A animosidade entre os dois grupos se acirrou após a oposição ganhar a eleição para a Mesa Diretora com voto decisivo da ex-vereadora Inêz do Banco que era da situação mas votou contra seu grupo. Na condição de suplente ela perdeu a cadeira para o titular (Emerson Willians). Com a mudança a situação passou a ter novamente a maioria nas votações, o que se refletiu na escolha das comissões com 100% de seus membros, deixando a oposição de fora.
A situação ainda tentou recuperar o comando da Mesa Diretora através de ação judicial deferida na 1ª instância da Comarca de Chapadão do Sul.

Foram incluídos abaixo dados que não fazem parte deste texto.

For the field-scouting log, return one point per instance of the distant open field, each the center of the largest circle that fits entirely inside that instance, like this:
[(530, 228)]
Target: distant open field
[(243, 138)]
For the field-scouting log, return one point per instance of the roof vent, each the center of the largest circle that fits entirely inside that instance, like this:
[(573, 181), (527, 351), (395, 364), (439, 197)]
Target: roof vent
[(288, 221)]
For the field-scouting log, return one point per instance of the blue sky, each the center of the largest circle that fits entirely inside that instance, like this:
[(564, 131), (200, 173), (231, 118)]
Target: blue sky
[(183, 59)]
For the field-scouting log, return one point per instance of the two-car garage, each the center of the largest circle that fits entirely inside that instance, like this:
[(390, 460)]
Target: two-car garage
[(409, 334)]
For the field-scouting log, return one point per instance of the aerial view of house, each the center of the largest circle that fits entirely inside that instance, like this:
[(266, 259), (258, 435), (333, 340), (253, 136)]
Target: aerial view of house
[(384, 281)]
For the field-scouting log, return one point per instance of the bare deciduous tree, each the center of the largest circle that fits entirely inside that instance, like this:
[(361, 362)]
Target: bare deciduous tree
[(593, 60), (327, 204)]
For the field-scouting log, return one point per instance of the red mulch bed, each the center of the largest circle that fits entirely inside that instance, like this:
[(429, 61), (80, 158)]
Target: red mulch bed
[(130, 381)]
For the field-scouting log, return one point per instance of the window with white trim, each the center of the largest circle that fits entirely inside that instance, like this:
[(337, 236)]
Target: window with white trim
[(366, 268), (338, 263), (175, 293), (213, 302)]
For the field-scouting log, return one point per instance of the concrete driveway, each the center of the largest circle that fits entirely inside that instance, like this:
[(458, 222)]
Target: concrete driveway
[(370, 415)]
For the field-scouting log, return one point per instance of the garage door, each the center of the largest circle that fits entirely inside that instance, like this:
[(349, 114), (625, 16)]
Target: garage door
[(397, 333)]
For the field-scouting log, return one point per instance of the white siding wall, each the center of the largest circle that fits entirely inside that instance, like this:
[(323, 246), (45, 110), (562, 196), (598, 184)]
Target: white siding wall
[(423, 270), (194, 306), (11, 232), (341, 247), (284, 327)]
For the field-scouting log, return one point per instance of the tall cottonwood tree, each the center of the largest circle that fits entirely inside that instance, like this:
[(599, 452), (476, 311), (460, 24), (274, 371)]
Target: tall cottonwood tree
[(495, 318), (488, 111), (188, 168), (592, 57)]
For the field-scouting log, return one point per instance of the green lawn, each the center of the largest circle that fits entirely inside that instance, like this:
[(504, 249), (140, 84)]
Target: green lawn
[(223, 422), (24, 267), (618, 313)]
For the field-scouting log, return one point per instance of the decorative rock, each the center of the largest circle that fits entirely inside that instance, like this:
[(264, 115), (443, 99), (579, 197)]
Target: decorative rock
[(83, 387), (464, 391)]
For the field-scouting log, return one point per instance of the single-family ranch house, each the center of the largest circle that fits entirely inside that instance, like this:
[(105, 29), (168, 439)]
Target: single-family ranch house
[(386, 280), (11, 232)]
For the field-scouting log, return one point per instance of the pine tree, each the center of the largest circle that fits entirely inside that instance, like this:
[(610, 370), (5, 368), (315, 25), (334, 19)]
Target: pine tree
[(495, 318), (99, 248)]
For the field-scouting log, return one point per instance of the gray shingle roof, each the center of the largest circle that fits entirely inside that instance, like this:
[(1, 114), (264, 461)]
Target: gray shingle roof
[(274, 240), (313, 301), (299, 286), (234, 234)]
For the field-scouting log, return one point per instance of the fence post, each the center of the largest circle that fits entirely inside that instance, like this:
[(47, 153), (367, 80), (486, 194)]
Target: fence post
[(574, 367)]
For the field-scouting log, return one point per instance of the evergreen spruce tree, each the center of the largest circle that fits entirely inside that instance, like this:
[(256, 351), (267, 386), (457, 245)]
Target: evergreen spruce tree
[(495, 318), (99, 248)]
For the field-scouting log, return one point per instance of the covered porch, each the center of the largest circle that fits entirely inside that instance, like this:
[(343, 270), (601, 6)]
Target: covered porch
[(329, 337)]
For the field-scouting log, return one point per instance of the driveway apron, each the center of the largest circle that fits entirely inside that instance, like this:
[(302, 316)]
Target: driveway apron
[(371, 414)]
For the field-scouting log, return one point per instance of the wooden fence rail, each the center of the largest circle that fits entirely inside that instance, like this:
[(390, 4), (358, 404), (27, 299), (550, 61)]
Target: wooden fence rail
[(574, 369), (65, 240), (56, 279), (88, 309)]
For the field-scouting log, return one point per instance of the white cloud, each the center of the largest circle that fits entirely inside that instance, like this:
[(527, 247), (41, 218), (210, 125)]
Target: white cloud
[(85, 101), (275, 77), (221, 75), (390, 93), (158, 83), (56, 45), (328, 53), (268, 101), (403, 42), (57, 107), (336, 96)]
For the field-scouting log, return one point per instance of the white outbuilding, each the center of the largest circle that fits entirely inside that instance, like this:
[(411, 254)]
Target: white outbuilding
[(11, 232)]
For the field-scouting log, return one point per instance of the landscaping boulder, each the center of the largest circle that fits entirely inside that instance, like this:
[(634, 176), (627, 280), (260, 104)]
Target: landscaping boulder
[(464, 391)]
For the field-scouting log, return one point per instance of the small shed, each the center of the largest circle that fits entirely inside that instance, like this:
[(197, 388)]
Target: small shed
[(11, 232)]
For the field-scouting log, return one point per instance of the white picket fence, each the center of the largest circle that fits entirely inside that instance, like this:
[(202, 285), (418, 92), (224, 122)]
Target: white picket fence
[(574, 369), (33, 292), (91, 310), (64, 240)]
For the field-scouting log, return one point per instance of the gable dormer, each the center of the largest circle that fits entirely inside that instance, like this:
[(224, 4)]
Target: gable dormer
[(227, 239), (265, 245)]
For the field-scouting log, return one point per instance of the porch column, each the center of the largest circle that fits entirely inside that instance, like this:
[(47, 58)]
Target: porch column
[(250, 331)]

A oposição reverteu a decisão do TJMS (Tribuna de Justiça de Mato Grosso do Sul) com voto favorável do desembargador responsável pelo despacho. Esta nova decisão judicial indica que o clima político seguirá judicializado no Poder Legislativo em 2026.
Apesar de ser uma matéria de foro interno da Câmara de Vereadores, fora do controle do Poder Judiciário, a juíza destacou que a Constituição Federal também estabelece o pluralismo político como fundamento da República. A exclusão total da oposição das comissões permanentes configura esvaziamento do debate democrático e supressão da representatividade das minorias parlamentares.
A questão posta em discussão envolve, portanto, tensão entre princípios constitucionais relevantes: de um lado, o pluralismo político, a representatividade das minorias e o equilíbrio democrático; de outro, a autonomia legislativa, o princípio majoritário e a auto-organização do Poder Legislativo municipal.
No despacho da magistrada, no caso em questão, destacou que, diante do aparente conflito entre princípios constitucionais da separação dos poderes e do pluralismo político e equilíbrio democrático, mostra-se essencial que inicialmente seja aferida a probabilidade do direito quanto à alegada ilegalidade ou inconstitucionalidade da eleição das comissões permanentes.